Tigor menerangkan UU TNI memang memungkinkan ada sejumlah jabatan sipil yang bisa ditempatkan perwira TNI aktif sesuai kompetensi, misalnya Basarnas. Posisi ini dimungkinkan diisi pati TNI karena kualifikasi.
"Problemnya di Basarnas, ini adalah jabatan sipil dan kejahatannya yang dilakukan adalah tindak pidana umum atau sipil. Karena itu seharusnya dilakukan pada ruang lingkup pidana sipil bukan pidana militer," ucap Tigor.
Tigor mengingatkan dalam sebuah negara demokrasi harus ada pemisahan terukur antara jabatan sipil dan militer.

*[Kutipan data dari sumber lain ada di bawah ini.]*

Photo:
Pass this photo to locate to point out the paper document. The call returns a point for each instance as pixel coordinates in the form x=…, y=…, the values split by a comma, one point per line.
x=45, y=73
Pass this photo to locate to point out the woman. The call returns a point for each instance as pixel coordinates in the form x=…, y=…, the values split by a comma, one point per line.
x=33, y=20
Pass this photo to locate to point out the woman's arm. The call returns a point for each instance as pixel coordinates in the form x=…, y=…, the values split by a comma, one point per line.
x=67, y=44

Tigor mendorong penguatan supremasi sipil guna mewujudkannya.
"Indonesia justru perlu mereduksi jumlah perwira TNI aktif yang menduduki jabatan sipil, kecuali dia sudah non aktif dan memperoleh jabatan itu karena kompeten dan kualifikasi," ujar Tigor.

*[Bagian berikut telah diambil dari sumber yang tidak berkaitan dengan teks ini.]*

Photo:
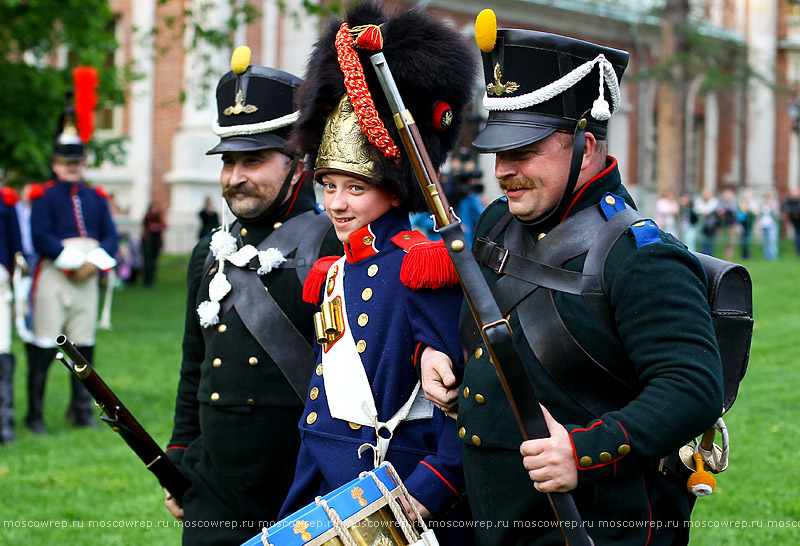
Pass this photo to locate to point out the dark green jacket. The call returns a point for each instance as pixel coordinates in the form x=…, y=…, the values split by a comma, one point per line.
x=658, y=295
x=235, y=434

Diketahui, Puspom TNI menetapkan Kabasarnas Marsdya TNI Henri Alfiandi dan Koordinator Staf Administrasi (Koorsmin) Kabasarnas Letkol Afri Budi Cahyanto sebagai tersangka. Keduanya ditetapkan sebagai tersangka dalam kasus suap proyek Basarnas.
"Puspom TNI meningkatkan tahap kasus ini ke penyidikan dan menetapkan personel TNI aktif atas nama HA dan ABC sebagai tersangka," kata Danpuspom TNI Marsda Agung Handoko dalam konferensi pers di Mabes TNI pada Senin (31/7/2023).
Henri dan Afri diyakini melanggar Pasal 12 a atau b atau Pasal 11 Undang-Undang Nomor 31 Tahun 1999 tentang Pemberantasan Tindak Pidana Korupsi sebagaimana telah diubah dalam Undang-Undang Nomor 20 Tahun 2001 tentang Perubahan atas UU Nomor 31 Tahun 1999 tentang Pemberantasan Tindak Pidana Korupsi juncto Pasal 55 ayat (1) ke-1 KUHP.